Re: Louis D/Cris M
Cris, she told me I need to get comfortable with the fact that she isn't going to live for much longer. If that isn't giving up, even if she is seeking treatment for the addiction, I don't know what is.
She needs more than just withdrawal support. She needs real mental health support, if she's gotten so low about her condition that she doesn't even think it's worth bothering to fight for her life, and is telling me to make peace with the idea that she'll be dead and soon.
I don't think trying to get her help is suffocating her. I can agree with many of the points you make, and you're right, I am reductive - this is not a black and white issue where she's bound to fail if I don't do everything I can. But you are absolutely right that just seeing her live with no light behind her eyes is almost worse than her being dead, and right now, from what she's saying to me, that's what is happening. And if she feels that way - like she's on a downward slope to the grave in the next few months - then she needs more than medication, and all the support in the world can't take the place of someone who can really work with her.

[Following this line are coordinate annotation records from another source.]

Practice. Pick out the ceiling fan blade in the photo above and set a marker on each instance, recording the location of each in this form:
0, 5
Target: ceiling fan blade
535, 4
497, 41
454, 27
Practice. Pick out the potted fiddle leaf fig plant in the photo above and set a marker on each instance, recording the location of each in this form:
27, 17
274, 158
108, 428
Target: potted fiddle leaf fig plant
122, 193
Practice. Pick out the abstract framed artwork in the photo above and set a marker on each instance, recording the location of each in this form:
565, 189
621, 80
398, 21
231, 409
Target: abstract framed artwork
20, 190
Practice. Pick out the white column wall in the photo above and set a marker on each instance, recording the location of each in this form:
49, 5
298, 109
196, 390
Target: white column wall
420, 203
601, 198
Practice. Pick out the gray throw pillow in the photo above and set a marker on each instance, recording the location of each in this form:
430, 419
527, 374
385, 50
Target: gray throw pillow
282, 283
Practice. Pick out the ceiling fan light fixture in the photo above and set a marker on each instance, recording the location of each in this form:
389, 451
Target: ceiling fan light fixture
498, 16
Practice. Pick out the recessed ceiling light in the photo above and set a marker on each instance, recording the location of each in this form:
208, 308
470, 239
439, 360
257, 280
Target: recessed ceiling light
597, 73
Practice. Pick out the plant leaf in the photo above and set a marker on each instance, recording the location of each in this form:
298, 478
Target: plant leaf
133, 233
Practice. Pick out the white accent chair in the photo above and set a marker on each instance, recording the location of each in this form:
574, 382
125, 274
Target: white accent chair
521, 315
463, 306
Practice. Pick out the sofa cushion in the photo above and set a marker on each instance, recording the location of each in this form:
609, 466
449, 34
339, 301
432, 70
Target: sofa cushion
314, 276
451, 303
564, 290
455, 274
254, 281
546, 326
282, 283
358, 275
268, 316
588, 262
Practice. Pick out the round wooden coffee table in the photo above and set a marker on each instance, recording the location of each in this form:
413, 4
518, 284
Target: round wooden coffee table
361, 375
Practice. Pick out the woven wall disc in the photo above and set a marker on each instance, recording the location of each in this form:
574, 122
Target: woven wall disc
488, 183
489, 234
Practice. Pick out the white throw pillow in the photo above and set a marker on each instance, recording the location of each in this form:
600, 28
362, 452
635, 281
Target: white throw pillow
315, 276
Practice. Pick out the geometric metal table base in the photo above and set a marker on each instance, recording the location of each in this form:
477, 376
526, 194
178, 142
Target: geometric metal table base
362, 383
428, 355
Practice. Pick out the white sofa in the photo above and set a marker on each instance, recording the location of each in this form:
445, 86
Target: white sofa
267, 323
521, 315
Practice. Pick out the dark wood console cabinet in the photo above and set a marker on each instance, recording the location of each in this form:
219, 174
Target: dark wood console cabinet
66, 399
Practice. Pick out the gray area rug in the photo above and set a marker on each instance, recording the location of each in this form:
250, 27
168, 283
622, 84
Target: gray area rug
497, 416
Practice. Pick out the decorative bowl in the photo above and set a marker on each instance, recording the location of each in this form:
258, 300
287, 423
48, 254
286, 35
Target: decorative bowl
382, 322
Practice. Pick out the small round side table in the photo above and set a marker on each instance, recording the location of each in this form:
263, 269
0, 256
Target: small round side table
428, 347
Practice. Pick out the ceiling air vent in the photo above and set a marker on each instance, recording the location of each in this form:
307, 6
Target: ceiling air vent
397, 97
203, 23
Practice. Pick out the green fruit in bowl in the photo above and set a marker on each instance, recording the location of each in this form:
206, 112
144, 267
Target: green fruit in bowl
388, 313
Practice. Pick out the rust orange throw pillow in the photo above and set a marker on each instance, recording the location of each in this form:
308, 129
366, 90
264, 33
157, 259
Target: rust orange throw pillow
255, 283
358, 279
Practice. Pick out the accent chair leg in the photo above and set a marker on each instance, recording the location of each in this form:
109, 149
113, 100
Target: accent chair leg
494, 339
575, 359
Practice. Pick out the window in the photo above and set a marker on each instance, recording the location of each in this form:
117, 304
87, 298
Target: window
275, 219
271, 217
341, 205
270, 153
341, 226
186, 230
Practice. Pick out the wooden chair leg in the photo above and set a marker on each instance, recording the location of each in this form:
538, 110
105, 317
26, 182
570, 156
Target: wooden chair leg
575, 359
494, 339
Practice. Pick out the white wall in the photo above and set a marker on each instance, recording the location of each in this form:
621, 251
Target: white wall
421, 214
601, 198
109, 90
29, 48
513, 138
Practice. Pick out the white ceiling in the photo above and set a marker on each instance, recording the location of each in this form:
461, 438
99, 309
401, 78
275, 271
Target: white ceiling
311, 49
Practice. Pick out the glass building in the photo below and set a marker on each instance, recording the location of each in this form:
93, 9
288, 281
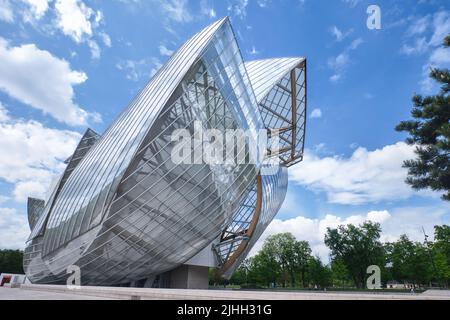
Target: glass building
126, 214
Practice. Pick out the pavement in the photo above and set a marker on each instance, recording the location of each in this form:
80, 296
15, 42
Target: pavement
52, 292
20, 294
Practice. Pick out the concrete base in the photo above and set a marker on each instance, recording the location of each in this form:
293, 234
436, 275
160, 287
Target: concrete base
189, 277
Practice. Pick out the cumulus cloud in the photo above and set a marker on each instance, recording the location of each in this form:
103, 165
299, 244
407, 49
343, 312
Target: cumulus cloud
365, 177
14, 229
425, 36
33, 155
6, 13
38, 79
36, 9
239, 8
164, 51
339, 34
316, 113
176, 10
339, 64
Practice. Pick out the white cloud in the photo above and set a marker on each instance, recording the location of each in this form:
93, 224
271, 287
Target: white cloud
164, 51
419, 26
6, 13
37, 9
316, 113
74, 19
135, 70
176, 10
419, 46
95, 49
239, 8
34, 154
394, 223
365, 177
425, 35
42, 81
106, 39
14, 229
351, 3
78, 21
263, 3
3, 199
338, 34
207, 9
254, 52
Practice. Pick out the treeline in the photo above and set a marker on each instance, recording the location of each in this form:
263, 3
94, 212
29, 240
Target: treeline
285, 262
11, 261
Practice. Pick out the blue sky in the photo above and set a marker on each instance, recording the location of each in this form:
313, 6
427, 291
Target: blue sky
66, 65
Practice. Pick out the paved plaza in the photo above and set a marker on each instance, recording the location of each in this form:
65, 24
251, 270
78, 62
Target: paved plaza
51, 292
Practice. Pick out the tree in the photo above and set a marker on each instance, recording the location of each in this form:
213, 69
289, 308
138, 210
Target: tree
357, 247
430, 133
11, 261
264, 269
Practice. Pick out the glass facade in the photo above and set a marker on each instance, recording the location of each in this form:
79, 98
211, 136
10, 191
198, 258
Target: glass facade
123, 211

I'm not trying to take her choices from her, or turn her into a robot. I want her to survive, and to have the tools she needs for this to not happen again. I want her to feel like fighting for her life. I don't think I'm cruel, or reductive, or a monster for trying to encourage her to get professional help when she is expressing herself to me in this way. How can I respond any other way than to try to help? Moral support isn't cutting it. It's not enough, clearly, or she wouldn't be saying these things.
And I understand that addicts relapse, I'm not completely ignorant, but it's different with Sam and you know that it is. For some addicts, a relapse is a disappointing cul-de-sac in their recovery. For Sam, every single relapse puts her life in immediate, fatal risk. It's not the same. 'Supporting her when she messes up' won't matter a bit if she's already dead.
[The cursor blinks for a good long while.]
If something I said triggered my sister, she can talk to me about it, and she hasn't. If it did, I owe her an immense apology.
If you think I'm selfish for pushing her, fine. I can admit, I'm absolutely terrible at talking to her, and I always have been. I am absolutely overprotective to an unreasonable degree, but after everything our family has been through in the past few years, I don't know how not to be. Something terrible always is around the corner with Sam. I move in front of it as much as I can, but it's never enough. Something always breaks through, and this time, it's her doing it to herself.
I don't want her to snap, or push her to do more drugs. I'm having a very reserved, gentle conversation with her, which will cease at the first sign I'm upsetting her.
But I can't concede to you that I am selfish for not standing back. I cannot believe it's selfish to do everything I can to save her when she says she thinks she'll be dead in a matter of months. I want her to do more than survive, and if that is something she has come to genuinely believe, she isn't getting the help she needs. I'm saying we're not enough. None of us are. I am trying. I'm trying to save her. I'm doing what little I am permitted to do.